Ce film est tout en contrastes : l'ombre (première partie : les exclus),
la netteté (seconde partie : dans la société). Le château de Versailles joue fortement son rôle de symbole, surtout dans une scène : Damien
étant malade, Enzo part chercher du secours. Il galope jusqu'au château, et la caméra cadre soudain l'escalier monumental en
pleine lumière, tel une montagne que l'enfant gravit, fétu perdu dans tant de grandeur et d'opulence ; lorsqu'il se heurte aux touristes, ceux-ci
ressemblent à des objets non identifiés,
jusqu'à l'employé déguisé en laquais perruqué et poudré, et la séquence bascule dans un surréalisme emprunt de désespoir.
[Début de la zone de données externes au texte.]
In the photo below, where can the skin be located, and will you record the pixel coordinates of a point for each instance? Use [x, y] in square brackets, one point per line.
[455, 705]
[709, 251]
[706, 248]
La force du film, c'est sa rudesse et sa sensibilité. Guillaume Depardieu
fait merveille dans les deux. Quant à Max Baissette de Malglaive (Enzo), il surprend par sa sobriété et sa justesse, lui aussi. Guillaume Depardieu
et lui – le grand et le petit bonhomme – atteignent à une complicité professionnelle
extraordinaire pour exprimer l'essentiel du film : le lien fort et étrange qui se tisse entre leurs deux personnages. Drôle de fable,
qui montre des trajectoires inattendues, dans une société – celle d'aujourd'hui – où chacun semble souvent être enfermé dans une case inamovible : les insérés dans la société, les exclus en
dehors.
Guillaume Depardieu incarne intensément son personnage. Cette énergie de
la survie, qui est celle de Damien, nul doute que l'acteur a dû la vivre lui-même de l'intérieur depuis quelques années, à travers les événements tragiques qui l'ont frappé, jusqu'à sa disparition brutale le 13 octobre dernier. Il avait pris une grande dimension d'acteur, en particulier avec le film Ne touchez pas la hache de Jacques Rivette (2007).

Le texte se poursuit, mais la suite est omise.